Volet international de la grande cause du quinquennat, la France a adopté une diplomatie féministe en 2018 qui s’est traduite par trois engagements notables : l’intégration de l’égalité femmes-hommes comme enjeu transversal de la présidence française du G7 en 2019, l’accueil et la coprésidence avec le Mexique du Forum Génération Égalité en 2021, et la promotion de l’égalité entre les femmes et les hommes comme objectif transversal de la nouvelle loi de programmation sur le développement, avec l’engagement de consacrer 75 % de l’APD de la France à la promotion directe ou indirecte de l’égalité femmes-hommes d’ici 2025.
Confrontés aux attentes fortes de la part de la société civile, les engagements financiers pris ne permettent pas encore à la France d’être à la hauteur de ses ambitions et de jouer sur un pied d’égalité avec les autres pays ayant adopté une diplomatie féministe, comme la Suède et le Canada.

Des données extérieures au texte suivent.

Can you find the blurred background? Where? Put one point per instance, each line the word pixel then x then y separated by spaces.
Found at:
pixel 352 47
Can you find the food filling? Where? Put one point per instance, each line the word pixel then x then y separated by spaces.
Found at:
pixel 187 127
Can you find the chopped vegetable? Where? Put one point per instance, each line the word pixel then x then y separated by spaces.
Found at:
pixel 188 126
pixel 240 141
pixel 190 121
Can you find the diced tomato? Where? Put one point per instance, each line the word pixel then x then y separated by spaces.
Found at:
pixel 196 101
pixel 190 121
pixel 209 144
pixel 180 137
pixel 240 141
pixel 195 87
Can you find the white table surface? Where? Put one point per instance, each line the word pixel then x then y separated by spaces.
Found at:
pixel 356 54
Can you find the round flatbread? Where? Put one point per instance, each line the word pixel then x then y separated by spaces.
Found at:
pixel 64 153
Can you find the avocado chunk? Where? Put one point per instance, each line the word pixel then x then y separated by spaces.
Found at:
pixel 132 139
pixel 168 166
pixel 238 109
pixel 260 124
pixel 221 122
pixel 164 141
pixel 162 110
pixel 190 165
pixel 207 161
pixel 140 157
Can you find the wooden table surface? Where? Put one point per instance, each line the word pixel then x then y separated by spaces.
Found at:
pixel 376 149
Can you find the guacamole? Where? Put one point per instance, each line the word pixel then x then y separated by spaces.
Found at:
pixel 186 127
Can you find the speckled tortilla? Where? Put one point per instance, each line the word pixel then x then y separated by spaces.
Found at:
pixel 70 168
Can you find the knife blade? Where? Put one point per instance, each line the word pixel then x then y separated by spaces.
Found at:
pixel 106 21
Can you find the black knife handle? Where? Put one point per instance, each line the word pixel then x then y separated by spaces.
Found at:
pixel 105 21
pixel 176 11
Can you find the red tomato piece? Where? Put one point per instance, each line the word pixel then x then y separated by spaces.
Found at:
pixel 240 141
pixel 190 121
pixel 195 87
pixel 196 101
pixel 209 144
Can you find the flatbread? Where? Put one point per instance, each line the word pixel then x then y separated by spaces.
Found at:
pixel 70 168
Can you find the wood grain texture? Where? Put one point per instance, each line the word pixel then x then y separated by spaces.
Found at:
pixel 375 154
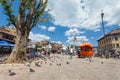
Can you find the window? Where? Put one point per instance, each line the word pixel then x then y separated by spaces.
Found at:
pixel 113 45
pixel 116 38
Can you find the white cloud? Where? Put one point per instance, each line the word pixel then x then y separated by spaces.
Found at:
pixel 96 30
pixel 43 27
pixel 51 29
pixel 80 39
pixel 73 31
pixel 71 13
pixel 38 37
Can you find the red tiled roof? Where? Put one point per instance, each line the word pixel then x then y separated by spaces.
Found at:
pixel 10 31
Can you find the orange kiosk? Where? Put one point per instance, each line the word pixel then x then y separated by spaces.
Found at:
pixel 86 49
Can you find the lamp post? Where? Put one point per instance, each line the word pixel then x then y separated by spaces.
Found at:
pixel 102 15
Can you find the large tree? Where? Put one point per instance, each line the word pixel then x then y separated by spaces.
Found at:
pixel 30 12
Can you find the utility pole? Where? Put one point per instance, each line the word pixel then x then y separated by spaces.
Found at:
pixel 102 15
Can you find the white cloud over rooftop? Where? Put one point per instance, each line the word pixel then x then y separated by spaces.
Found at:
pixel 71 13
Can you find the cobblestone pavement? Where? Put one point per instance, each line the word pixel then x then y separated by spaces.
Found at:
pixel 63 68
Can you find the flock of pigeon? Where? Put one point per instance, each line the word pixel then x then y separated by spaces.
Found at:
pixel 50 61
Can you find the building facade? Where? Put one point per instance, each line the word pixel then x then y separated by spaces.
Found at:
pixel 8 34
pixel 110 41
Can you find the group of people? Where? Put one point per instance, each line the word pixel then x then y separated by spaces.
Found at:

Entre 2017 et 2019, la France a augmenté son APD en faveur de l’éducation, notamment à travers une hausse drastique de son soutien au Partenariat mondial pour l’éducation. Elle a ainsi atteint 1,4 milliard d’euros en 2019. Pour autant, la moitié de cette contribution demeure constituée de frais de scolarité en France d’étudiants étrangers (frais d’écolage et bourses), et ne bénéficie donc pas directement aux pays éligibles à l’APD.
Durant ce quinquennat, la France a poursuivi son engagement multilatéral en faveur du climat, concrétisé par une contribution en 2019 de 6 milliards d’euros en faveur des pays affectés par le changement climatique, et l’engagement de réitérer cet apport jusqu’en 2025. Elle a par exemple doublé sa contribution au Fonds vert pour le climat (5 milliards d’euros pour 2020-2023).
Il est cependant à noter que seul un tiers de ses financements climat est consacré à des projets d’adaptation au changement climatique, en-deçà des modalités prévues par l’Accord de Paris. Par ailleurs, les efforts de la France en faveur du climat sur le plan national sont insuffisants, comme l’a constaté le Haut Conseil pour le climat, la classant en 2021 au 23e rang sur 57 pays dans l’indice de performance en matière de changement climatique.
L’adoption, à l’été 2021, de la loi de programmation sur le développement solidaire et la lutte contre les inégalités mondiales, concrétise des avancées notables, tant sur la méthode, sur les moyens financiers, que sur l’alignement des priorités sur les Objectifs de développement durable des Nations unies. La France devra confirmer dans les années à venir sa capacité à tenir ses engagements dans la durée, qu’il s’agisse de moderniser ses instruments de coopération et d’en accroître la transparence, de confirmer la trajectoire financière de son aide publique au développement, ou de renouveler – en profondeur – son partenariat avec le continent africain.
Plus largement, la France se doit d’assumer sa part de responsabilité vis-à-vis des générations futures, que ce soit dans la préparation aux prochaines pandémies, la lutte et l’adaptation aux changements climatiques, la résolution des défis démographiques, ou encore la régulation de la finance, autant de thèmes que les acteurs de la société civile du Nord et du Sud porteront à destination des responsables politiques, en vue de l’accélération de la réalisation des ODD, mise à mal par la pandémie de Covid-19.